The state gives districts only about a third of what it costs them to operate. That compels schools to largely rely on their own property tax base to fund buildings and the teaching that takes place inside them, which means wealthy communities often have the best-funded schools.

Vitale, the Seneca Valley superintendent, said that the district has had financial difficulties: In the 2008 recession, it laid off 50 staff members, and created a nonprofit foundation to raise money for the schools. None of that money went into the construction of Ehrman Crest, but it has kept the district stable.
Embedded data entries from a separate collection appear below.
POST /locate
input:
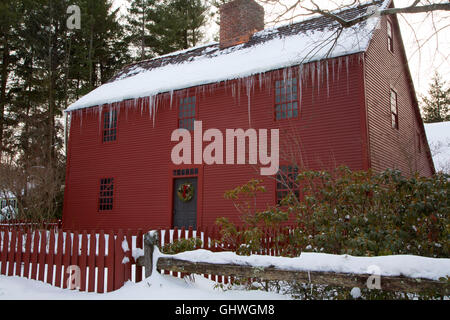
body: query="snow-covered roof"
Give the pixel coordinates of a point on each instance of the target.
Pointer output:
(438, 135)
(275, 48)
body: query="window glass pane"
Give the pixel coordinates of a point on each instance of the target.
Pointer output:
(106, 194)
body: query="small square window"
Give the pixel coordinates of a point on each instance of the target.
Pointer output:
(106, 196)
(286, 183)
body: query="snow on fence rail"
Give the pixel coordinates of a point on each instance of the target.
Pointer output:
(105, 260)
(412, 274)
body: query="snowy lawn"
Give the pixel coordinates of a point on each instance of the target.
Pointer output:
(438, 135)
(157, 287)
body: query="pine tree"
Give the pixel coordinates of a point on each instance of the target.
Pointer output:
(436, 105)
(138, 19)
(159, 27)
(10, 19)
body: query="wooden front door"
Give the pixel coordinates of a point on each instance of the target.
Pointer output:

“You have to carry [what you can] into good times and you can stretch your money more," she said. "But I recognize Seneca Valley is in a really good financial standing and financial position because of our property tax values."

Still, she said, the new school is the kind of facility that all students deserve. And there is reason to think poorer districts may be get more help in the future.

Last month a Commonwealth Court judge ruled that the way the state funds education is unconstitutional, as it creates huge gaps between wealthy and poor districts. The judge’s nearly 800-page ruling said that the current funding system violates the state’s equal protection clause, meaning students are not getting an equal or fair amount of funding.

The Education Law Center brought that suit, arguing that the state's funding system disproportionately negatively impacts Black and brown students, since they are more likely than white students to live in districts with lower property values.

Education Law Center Executive Director Deborah Gordon Klehr said the goal is to narrow the inequity gap — even if it isn't closed entirely.

“We can’t say that if we win adequate funding that will ensure every child has the kind of state-of-the-art facilities in Seneca Valley, but at least we should ensure that schools would be clean, comfortable, safe facilities with adequate technology and learning materials.”

Gov. Josh Shapiro’s first proposed budget includes a nearly 8% increase in basic education funding. But he has said that it will take time to ensure that all students have the resources and space they need.

Corrected: March 23, 2023 at 5:30 PM EDT
Corrected to change that the ramp is similar to the science center.